The overdiagnosis nightmare: a time for caution
© Ciatto; licensee BioMed Central Ltd. 2009
Received: 26 November 2009
Accepted: 16 December 2009
Published: 16 December 2009
Overdiagnosis (and overtreatment) of cancers not bound to become symptomatic during lifetime is an unavoidable drawback of mammography screening. The magnitude of overdiagnosis has been estimated to be in the range of 5-10%, and thus acceptable in view of screening benefits as to reduced mortality.
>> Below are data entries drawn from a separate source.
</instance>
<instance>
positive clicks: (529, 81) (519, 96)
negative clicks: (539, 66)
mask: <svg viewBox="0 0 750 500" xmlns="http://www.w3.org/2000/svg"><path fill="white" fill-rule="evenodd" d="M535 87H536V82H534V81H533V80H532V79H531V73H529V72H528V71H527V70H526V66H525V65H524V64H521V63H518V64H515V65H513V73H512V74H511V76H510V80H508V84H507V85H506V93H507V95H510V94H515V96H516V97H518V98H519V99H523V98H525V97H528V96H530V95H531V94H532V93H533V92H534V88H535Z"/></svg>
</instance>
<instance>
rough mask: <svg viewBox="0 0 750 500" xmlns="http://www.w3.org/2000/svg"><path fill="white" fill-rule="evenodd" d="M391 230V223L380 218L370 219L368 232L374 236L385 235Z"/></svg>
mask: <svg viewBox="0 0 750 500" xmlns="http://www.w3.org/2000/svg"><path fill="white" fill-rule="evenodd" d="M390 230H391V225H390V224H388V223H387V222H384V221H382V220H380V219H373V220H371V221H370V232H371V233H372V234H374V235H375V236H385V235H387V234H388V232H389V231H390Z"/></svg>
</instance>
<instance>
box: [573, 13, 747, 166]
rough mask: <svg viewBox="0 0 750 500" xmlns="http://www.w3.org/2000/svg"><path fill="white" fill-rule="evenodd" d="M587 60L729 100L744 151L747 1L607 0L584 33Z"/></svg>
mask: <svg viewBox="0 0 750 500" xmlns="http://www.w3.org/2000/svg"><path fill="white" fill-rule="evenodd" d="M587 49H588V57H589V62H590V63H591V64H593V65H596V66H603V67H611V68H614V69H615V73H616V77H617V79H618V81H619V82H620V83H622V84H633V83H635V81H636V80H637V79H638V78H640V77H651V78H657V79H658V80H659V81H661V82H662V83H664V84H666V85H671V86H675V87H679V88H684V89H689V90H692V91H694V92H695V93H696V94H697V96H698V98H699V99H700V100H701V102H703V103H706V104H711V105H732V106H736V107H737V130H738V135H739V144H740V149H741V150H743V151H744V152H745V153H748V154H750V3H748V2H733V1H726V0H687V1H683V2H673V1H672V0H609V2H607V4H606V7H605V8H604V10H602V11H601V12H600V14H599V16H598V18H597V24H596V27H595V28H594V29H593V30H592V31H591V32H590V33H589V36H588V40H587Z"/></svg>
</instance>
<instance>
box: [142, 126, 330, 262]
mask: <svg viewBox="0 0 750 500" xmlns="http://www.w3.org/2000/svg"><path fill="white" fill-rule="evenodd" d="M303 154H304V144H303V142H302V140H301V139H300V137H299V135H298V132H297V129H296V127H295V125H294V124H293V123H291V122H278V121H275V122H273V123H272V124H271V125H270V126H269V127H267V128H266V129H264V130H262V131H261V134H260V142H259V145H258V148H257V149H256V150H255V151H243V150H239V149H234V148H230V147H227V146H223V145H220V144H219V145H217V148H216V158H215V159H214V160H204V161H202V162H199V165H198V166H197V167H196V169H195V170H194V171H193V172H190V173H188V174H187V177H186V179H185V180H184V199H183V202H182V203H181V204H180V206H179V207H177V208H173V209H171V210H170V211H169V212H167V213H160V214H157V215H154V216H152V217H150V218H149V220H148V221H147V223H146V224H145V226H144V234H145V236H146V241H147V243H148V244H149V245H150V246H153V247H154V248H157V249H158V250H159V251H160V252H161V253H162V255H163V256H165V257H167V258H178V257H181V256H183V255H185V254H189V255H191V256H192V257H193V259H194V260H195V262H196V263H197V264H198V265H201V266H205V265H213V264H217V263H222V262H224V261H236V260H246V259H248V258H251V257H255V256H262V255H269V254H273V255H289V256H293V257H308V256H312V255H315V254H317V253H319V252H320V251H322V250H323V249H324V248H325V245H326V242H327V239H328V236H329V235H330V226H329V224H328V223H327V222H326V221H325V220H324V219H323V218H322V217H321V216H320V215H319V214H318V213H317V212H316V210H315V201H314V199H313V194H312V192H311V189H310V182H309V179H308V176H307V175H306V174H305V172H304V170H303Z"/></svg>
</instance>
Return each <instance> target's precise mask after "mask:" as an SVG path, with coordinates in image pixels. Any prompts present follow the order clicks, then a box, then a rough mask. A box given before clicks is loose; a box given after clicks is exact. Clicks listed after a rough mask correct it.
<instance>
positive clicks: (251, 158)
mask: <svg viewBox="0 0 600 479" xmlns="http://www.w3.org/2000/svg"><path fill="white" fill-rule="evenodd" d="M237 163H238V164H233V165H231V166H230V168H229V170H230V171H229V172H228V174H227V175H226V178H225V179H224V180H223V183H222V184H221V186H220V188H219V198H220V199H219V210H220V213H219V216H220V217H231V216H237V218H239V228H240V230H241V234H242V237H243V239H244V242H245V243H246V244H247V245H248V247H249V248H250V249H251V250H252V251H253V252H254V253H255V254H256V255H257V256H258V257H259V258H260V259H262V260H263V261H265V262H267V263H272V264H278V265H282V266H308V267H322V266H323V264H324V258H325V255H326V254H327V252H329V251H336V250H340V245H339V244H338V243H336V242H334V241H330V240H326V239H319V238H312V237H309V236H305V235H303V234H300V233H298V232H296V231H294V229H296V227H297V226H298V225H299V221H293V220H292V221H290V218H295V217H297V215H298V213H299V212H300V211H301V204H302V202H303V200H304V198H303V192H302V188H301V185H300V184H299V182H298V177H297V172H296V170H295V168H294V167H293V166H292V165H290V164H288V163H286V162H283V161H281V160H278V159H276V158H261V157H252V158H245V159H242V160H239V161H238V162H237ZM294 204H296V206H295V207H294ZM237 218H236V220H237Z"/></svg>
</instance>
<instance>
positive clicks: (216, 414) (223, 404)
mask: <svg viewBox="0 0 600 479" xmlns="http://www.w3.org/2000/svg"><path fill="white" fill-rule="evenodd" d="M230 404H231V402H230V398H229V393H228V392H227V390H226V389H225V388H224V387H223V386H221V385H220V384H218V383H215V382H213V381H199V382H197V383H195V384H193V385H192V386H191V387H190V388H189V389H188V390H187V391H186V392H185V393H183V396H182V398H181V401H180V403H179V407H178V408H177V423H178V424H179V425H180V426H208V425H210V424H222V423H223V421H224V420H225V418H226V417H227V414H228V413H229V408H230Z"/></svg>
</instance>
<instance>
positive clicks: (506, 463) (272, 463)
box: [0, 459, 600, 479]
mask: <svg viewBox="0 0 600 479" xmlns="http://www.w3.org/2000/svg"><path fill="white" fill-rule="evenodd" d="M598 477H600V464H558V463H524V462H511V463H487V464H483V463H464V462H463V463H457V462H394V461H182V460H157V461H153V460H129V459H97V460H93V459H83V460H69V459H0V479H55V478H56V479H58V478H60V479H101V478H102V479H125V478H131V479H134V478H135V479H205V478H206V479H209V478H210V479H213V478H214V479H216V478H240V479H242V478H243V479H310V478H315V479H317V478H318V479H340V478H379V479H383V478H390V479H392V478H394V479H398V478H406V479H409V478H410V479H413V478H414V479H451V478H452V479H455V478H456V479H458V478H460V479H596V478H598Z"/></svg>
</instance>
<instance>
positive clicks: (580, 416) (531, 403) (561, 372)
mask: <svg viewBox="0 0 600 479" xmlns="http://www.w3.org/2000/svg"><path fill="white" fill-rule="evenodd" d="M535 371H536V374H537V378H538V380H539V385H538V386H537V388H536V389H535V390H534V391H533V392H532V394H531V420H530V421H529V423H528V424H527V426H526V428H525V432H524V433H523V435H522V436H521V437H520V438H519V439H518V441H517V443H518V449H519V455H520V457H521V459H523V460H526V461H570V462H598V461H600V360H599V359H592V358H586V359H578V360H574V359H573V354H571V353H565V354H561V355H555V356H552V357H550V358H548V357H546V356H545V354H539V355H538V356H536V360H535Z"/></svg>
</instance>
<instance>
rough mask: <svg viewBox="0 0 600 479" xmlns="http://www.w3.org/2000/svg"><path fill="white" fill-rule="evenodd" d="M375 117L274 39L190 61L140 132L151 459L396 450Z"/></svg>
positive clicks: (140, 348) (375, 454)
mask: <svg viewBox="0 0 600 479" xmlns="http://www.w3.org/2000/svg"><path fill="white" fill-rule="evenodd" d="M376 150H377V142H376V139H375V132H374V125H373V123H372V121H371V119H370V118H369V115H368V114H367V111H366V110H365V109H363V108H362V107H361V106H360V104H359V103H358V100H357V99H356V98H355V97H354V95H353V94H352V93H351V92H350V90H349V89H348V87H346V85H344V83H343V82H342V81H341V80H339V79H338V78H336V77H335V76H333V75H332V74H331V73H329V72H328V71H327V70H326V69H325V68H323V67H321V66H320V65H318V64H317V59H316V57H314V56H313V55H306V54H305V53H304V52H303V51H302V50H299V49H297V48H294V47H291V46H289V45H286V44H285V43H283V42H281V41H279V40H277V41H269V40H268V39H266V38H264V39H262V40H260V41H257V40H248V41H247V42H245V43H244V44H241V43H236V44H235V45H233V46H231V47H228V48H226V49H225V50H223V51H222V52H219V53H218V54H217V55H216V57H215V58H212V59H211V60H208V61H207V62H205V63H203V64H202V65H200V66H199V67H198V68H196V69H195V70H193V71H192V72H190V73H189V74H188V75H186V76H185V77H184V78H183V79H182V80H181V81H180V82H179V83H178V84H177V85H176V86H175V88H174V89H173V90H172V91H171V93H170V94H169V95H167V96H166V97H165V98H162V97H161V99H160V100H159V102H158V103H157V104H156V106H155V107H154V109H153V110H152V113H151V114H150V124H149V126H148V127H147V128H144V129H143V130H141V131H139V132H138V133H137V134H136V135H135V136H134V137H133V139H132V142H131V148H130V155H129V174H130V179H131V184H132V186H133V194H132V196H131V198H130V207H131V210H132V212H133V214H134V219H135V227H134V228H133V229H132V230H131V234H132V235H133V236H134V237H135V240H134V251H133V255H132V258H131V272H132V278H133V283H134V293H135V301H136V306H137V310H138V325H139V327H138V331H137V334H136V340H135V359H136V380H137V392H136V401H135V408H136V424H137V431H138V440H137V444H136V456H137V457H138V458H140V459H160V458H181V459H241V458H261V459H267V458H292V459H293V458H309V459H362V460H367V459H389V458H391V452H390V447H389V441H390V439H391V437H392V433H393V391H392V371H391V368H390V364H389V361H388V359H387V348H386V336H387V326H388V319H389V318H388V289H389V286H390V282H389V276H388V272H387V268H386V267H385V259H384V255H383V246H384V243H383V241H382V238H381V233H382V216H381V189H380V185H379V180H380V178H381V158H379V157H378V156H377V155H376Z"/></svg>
In a recent research article in BMC Women's Health, Jørgensen, Zahl and Gøtzsche suggest that overdiagnosis may be as high as 33%, based on their analysis of breast cancer incidence in screened and non-screened areas in Denmark. Here we consider how reliable such analyses can be, why it might have been useful to adjust comparisons between screened and non-screened areas for early detection lead time, and what further evidence might be needed to build on or confirm these results.
In the accompanying article Jørgensen, Zahl and Gøtzsche claim that overdiagnosis generated by screening is as high as 33%, based on an analysis of breast cancer incidence in Danish regions covered and uncovered by population based mammography screening. This is not the first report of a high overdiagnosis level attributed to mammography screening by the authors, who have claimed even higher levels in other countries . Essentially because of overdiagnosis, definitely a negative aspect of screening, the authors suggest that mammography screening might do more harm than good. Such a statement sounds revolutionary in an European scenario where the role of screening efficacy in reducing mortality has long been demonstrated by a number of randomized studies and their meta-analyses. The magnitude of the reported reductions in mortality (about 30-40% in screened vs. non-screened in the 50-69 years age range) has justified a strong recommendation by the European Community  that population based screening by biennial mammography should be implemented throughout the Community territory. Such a process has been initiated in all EC countries and full coverage with a homogeneous protocol has already been achieved in many of these countries (e.g. UK, NL, S, FIN).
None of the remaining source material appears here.